In order to compare nested models \(H_0\) and \(H_1\), one might calculate the test statistic \[\begin{equation} F={{L_{01}/(p-q)}\over{L_{1}/(n-p-1)}}={{(L_{0}-L_{1})/(p-q)}\over{L_{1}/(n-p-1)}} ={{(D_{0}-D_{1})/(p-q)}\over{D_{1}/(n-p-1)}}. \tag{2.14} \end{equation}\] This statistic does not depend on the unknown dispersion parameter \(\sigma^2\), so can be calculated using the observed data. Asymptotically, under \(H_0\), \(L_{01}\) has a \(\chi^2_{p-q}\) distribution and \(L_{01}\) and \(L_{1}\) are independent (not proved here). Assuming that \(L_1\) has an approximate \(\chi^2_{n-p-1}\) distribution, then \(F\) has an approximate F distribution with \(p-q\) degrees of freedom in the numerator and \(n-p-1\) degrees of freedom in the denominator. Hence, we compare nested generalised linear models by calculating \(F\) and rejecting \(H_0\) in favour of \(H_1\) if \(F\) is too large.
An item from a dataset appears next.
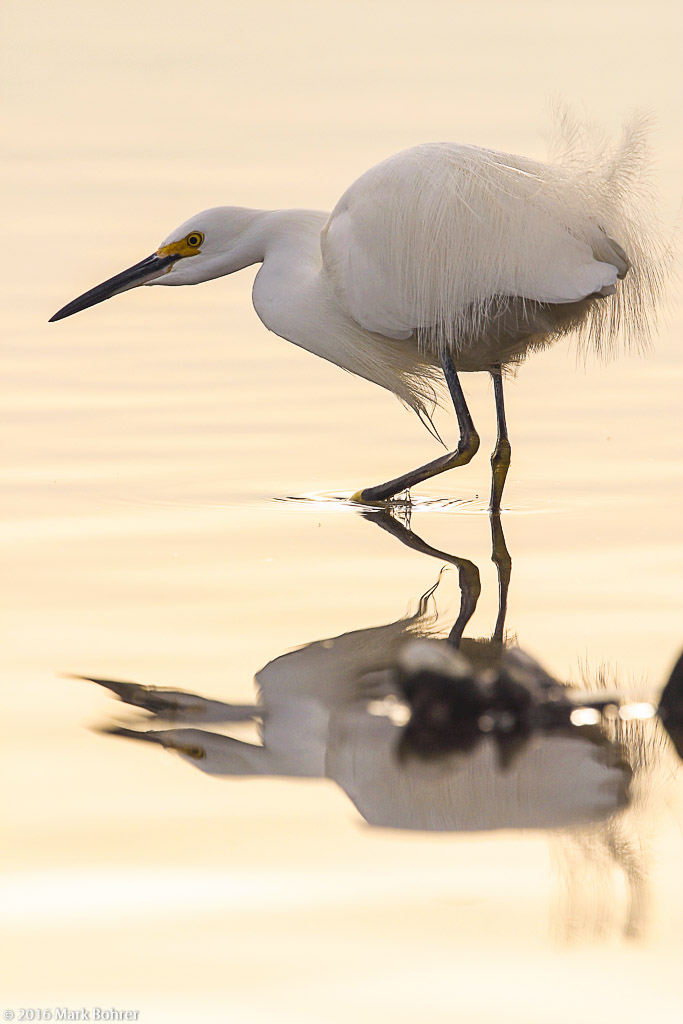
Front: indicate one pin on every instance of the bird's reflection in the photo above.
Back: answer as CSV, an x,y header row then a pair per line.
x,y
420,732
The dependence of the maximum likelihood equations \(u(\hat{\beta})=0\) on \(\sigma^2\) (where \(u\) is given by (2.4)) can be eliminated by multiplying through by \(\sigma^2\). However, inference based on the maximum likelihood estimates, as described in Section 2.3 does require knowledge of \(\sigma^2\). This is because asymptotically \(\var(\hat{\beta})\) is the inverse of the Fisher information matrix \({\cal I}(\beta)=X^TWXy\), and this depends on \(w_i={1\over{\var(Y_i)g'(\mu_i)^2}}\) where \(\var(Y_i)=\phi_ib''(\theta_i)=\sigma^2 b''(\theta_i)/m_i\) here.

Therefore, to calculate standard errors and confidence intervals, we need to supply an estimate \(\hat{\sigma}^2\) of \(\sigma^2\). Generally, rather than use the maximum likelihood estimate, it is more common to base an estimator of \(\sigma^2\) on the Pearson \(X^2\) statistic. As \(\var(Y_i)=\phi_iV(\mu_i)=\sigma^2 V(\mu_i)/m_i\) here (where the variance function \(V(\mu)\) is defined as \(b''(\theta)\), written in terms of \(\mu\)), then from (2.12) \[\begin{equation} X^2={1\over\sigma^2} \sum_{i=1}^n {{m_i(y_i-\hat{\mu}_i^{(0)})^2}\over{{V}(\hat{\mu}_i)}}. \tag{2.15} \end{equation}\] Exercise 8: Making the assumption that, if \(H_0\) is an adequate fit, \(X^2\) has an chi-squared distribution with \(n-q-1\) degrees of freedom, show that \[ \hat{\sigma}^2\equiv{1\over{n-q-1}} \sum_{i=1}^n {{m_i(y_i-\hat{\mu}_i^{(0)})^2}\over{{V}(\hat{\mu}_i)}} \] is an approximately unbiased estimator of \(\sigma^2\). Suggest an alternative estimator based on the deviance \(D_0\).